2022-11-28 01:46:42 +00:00
parent 49a02f3304
commit 54b64a7263
1898 changed files with 255804 additions and 280809 deletions
--- a/tools/upgrade/actions.py
+++ b/tools/upgrade/actions.py
@ -340,3 +340,214 @@ def fetch_tenant_ids(query_cur):
    logging.exception('fail to fetch distinct tenant ids')
    raise e

+def check_current_cluster_is_primary(query_cur):
+  try:
+    sql = """SELECT * FROM v$ob_cluster
+             WHERE cluster_role = "PRIMARY"
+             AND cluster_status = "VALID"
+             AND (switchover_status = "NOT ALLOWED" OR switchover_status = "TO STANDBY") """
+    (desc, results) = query_cur.exec_query(sql)
+    is_primary = len(results) > 0
+    return is_primary
+  except Exception, e:
+    logging.exception("""fail to check current is primary""")
+    raise e
+
+def fetch_standby_cluster_infos(conn, query_cur, user, pwd):
+  try:
+    is_primary = check_current_cluster_is_primary(query_cur)
+    if not is_primary:
+      logging.exception("""should be primary cluster""")
+      raise e
+
+    standby_cluster_infos = []
+    sql = """SELECT cluster_id, rootservice_list from v$ob_standby_status"""
+    (desc, results) = query_cur.exec_query(sql)
+
+    for r in results:
+      standby_cluster_info = {}
+      if 2 != len(r):
+        logging.exception("length not match")
+        raise e
+      standby_cluster_info['cluster_id'] = r[0]
+      standby_cluster_info['user'] = user
+      standby_cluster_info['pwd'] = pwd
+      # construct ip/port
+      address = r[1].split(";")[0] # choose first address in rs_list
+      standby_cluster_info['ip'] = str(address.split(":")[0])
+      standby_cluster_info['port'] = address.split(":")[2]
+      # append
+      standby_cluster_infos.append(standby_cluster_info)
+      logging.info("""cluster_info :  cluster_id = {0}, ip = {1}, port = {2}"""

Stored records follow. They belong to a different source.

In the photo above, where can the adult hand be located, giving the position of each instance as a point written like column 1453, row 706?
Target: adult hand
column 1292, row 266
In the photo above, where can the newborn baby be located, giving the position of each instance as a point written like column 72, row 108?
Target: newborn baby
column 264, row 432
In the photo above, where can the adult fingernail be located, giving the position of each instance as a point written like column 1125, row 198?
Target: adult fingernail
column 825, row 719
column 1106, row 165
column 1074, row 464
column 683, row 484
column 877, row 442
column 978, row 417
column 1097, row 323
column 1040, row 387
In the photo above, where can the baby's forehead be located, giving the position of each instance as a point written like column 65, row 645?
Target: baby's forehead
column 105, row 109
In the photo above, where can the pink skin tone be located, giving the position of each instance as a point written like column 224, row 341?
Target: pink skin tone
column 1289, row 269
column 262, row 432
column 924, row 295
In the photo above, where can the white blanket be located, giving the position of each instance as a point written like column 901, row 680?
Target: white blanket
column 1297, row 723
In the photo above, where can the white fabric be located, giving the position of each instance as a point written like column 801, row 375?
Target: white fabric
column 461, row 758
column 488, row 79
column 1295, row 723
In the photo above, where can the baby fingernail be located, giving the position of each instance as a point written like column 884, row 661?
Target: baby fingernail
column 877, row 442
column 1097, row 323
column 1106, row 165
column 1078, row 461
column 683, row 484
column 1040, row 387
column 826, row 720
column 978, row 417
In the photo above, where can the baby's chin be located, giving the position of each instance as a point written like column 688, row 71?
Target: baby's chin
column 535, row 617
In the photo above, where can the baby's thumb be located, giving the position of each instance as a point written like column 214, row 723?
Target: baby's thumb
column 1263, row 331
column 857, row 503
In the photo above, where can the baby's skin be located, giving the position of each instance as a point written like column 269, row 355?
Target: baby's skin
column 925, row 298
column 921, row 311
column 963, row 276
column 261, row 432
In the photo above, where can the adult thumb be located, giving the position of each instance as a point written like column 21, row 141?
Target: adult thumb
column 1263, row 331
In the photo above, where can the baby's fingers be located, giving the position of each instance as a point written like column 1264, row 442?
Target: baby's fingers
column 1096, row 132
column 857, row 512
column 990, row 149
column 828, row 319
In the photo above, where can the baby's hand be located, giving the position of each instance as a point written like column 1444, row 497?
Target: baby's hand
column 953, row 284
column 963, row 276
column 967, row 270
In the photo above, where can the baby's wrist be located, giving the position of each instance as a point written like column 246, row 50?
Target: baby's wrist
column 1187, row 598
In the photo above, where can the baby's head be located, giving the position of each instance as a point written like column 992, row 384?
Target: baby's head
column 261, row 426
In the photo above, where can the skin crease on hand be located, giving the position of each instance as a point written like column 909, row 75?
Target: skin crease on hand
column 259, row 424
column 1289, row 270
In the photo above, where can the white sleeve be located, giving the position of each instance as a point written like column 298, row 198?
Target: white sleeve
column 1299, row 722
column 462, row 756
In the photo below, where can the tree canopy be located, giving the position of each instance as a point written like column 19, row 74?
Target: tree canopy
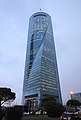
column 73, row 103
column 53, row 108
column 6, row 95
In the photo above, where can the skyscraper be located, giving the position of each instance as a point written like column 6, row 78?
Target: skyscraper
column 41, row 73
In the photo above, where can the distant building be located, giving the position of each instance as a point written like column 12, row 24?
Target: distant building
column 76, row 96
column 41, row 73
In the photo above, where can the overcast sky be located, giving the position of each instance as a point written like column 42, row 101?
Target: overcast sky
column 66, row 21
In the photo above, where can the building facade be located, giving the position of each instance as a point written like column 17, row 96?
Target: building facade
column 76, row 96
column 41, row 73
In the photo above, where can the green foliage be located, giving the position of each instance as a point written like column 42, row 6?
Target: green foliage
column 73, row 103
column 52, row 108
column 6, row 95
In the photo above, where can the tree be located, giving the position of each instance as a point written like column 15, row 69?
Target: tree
column 53, row 108
column 6, row 95
column 73, row 103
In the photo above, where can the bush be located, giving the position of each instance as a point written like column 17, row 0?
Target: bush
column 14, row 113
column 54, row 109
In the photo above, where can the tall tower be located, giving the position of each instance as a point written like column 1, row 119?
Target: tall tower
column 41, row 73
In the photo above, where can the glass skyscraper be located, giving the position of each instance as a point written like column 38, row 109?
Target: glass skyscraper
column 41, row 73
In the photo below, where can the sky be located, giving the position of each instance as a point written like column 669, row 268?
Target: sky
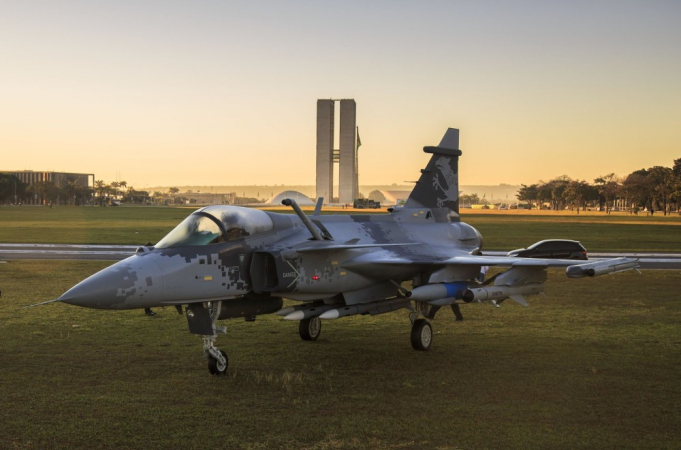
column 224, row 92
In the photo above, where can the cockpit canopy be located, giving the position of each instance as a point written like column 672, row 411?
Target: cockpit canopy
column 215, row 224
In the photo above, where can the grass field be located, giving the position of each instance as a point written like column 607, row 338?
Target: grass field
column 502, row 230
column 595, row 364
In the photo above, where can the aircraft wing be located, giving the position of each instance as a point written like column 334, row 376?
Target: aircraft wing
column 376, row 262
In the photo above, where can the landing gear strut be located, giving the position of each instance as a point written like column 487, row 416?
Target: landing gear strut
column 421, row 331
column 310, row 329
column 201, row 318
column 421, row 335
column 217, row 359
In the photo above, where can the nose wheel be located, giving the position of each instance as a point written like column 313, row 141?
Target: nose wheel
column 217, row 359
column 310, row 329
column 218, row 366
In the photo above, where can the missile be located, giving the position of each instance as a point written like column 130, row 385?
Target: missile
column 306, row 311
column 597, row 268
column 288, row 310
column 493, row 293
column 366, row 308
column 438, row 291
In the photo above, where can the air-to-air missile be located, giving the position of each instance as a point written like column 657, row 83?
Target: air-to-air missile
column 306, row 311
column 494, row 293
column 439, row 294
column 602, row 267
column 366, row 308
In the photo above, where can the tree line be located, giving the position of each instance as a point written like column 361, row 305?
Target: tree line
column 655, row 189
column 71, row 192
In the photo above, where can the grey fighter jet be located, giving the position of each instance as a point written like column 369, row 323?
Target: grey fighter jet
column 225, row 262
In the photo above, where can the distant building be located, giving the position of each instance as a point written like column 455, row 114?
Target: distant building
column 345, row 156
column 31, row 177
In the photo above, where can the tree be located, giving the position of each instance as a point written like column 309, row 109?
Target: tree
column 661, row 181
column 528, row 194
column 113, row 189
column 608, row 188
column 558, row 186
column 578, row 193
column 100, row 188
column 11, row 188
column 637, row 189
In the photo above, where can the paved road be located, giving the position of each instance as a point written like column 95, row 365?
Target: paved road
column 66, row 251
column 117, row 252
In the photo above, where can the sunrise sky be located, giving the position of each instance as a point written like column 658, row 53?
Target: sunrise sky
column 224, row 92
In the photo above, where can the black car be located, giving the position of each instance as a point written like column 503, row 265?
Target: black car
column 553, row 249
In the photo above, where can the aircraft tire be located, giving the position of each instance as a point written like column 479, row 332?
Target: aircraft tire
column 310, row 329
column 213, row 365
column 421, row 335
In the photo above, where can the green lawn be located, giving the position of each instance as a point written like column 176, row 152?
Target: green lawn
column 137, row 226
column 595, row 364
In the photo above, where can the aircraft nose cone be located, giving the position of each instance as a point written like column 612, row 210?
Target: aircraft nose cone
column 135, row 282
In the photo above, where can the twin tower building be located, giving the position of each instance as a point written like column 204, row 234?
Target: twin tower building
column 345, row 155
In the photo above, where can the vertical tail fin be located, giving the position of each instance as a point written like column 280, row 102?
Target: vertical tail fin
column 438, row 186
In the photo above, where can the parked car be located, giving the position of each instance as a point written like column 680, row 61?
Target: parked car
column 552, row 249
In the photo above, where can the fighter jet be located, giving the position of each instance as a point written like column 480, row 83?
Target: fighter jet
column 226, row 262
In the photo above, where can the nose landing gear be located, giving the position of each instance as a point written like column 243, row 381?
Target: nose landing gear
column 421, row 330
column 201, row 318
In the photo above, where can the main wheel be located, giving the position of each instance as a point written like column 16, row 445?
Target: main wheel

+                   .format(standby_cluster_info['cluster_id'],
+                           standby_cluster_info['ip'],
+                           standby_cluster_info['port']))
+    conn.commit()
+    # check standby cluster
+    for standby_cluster_info in standby_cluster_infos:
+      # connect
+      logging.info("""create connection : cluster_id = {0}, ip = {1}, port = {2}"""
+                   .format(standby_cluster_info['cluster_id'],
+                           standby_cluster_info['ip'],
+                           standby_cluster_info['port']))
+
+      tmp_conn = mysql.connector.connect(user     =  standby_cluster_info['user'],
+                                         password =  standby_cluster_info['pwd'],
+                                         host     =  standby_cluster_info['ip'],
+                                         port     =  standby_cluster_info['port'],
+                                         database =  'oceanbase',
+                                         raise_on_warnings = True)
+
+      tmp_cur = tmp_conn.cursor(buffered=True)
+      tmp_conn.autocommit = True
+      tmp_query_cur = QueryCursor(tmp_cur)
+      is_primary = check_current_cluster_is_primary(tmp_query_cur)
+      if is_primary:
+        logging.exception("""primary cluster changed : cluster_id = {0}, ip = {1}, port = {2}"""
+                          .format(standby_cluster_info['cluster_id'],
+                                  standby_cluster_info['ip'],
+                                  standby_cluster_info['port']))
+        raise e
+      # close
+      tmp_cur.close()
+      tmp_conn.close()
+
+    return standby_cluster_infos
+  except Exception, e:
+    logging.exception('fail to fetch standby cluster info')
+    raise e
+
+
+def check_ddl_and_dml_sync(conn, query_cur, standby_cluster_infos, tenant_ids):
+  try:
+    conn.commit()
+    # check if need check ddl and dml sync
+    is_primary = check_current_cluster_is_primary(query_cur)
+    if not is_primary:
+      logging.exception("""should be primary cluster""")
+      raise e
+
+    # fetch sys stats
+    sys_infos = []
+    sql = """SELECT tenant_id,
+                    refreshed_schema_version,
+                    min_sys_table_scn,
+                    min_user_table_scn
+             FROM oceanbase.v$ob_cluster_stats
+             ORDER BY tenant_id desc"""
+    (desc, results) = query_cur.exec_query(sql)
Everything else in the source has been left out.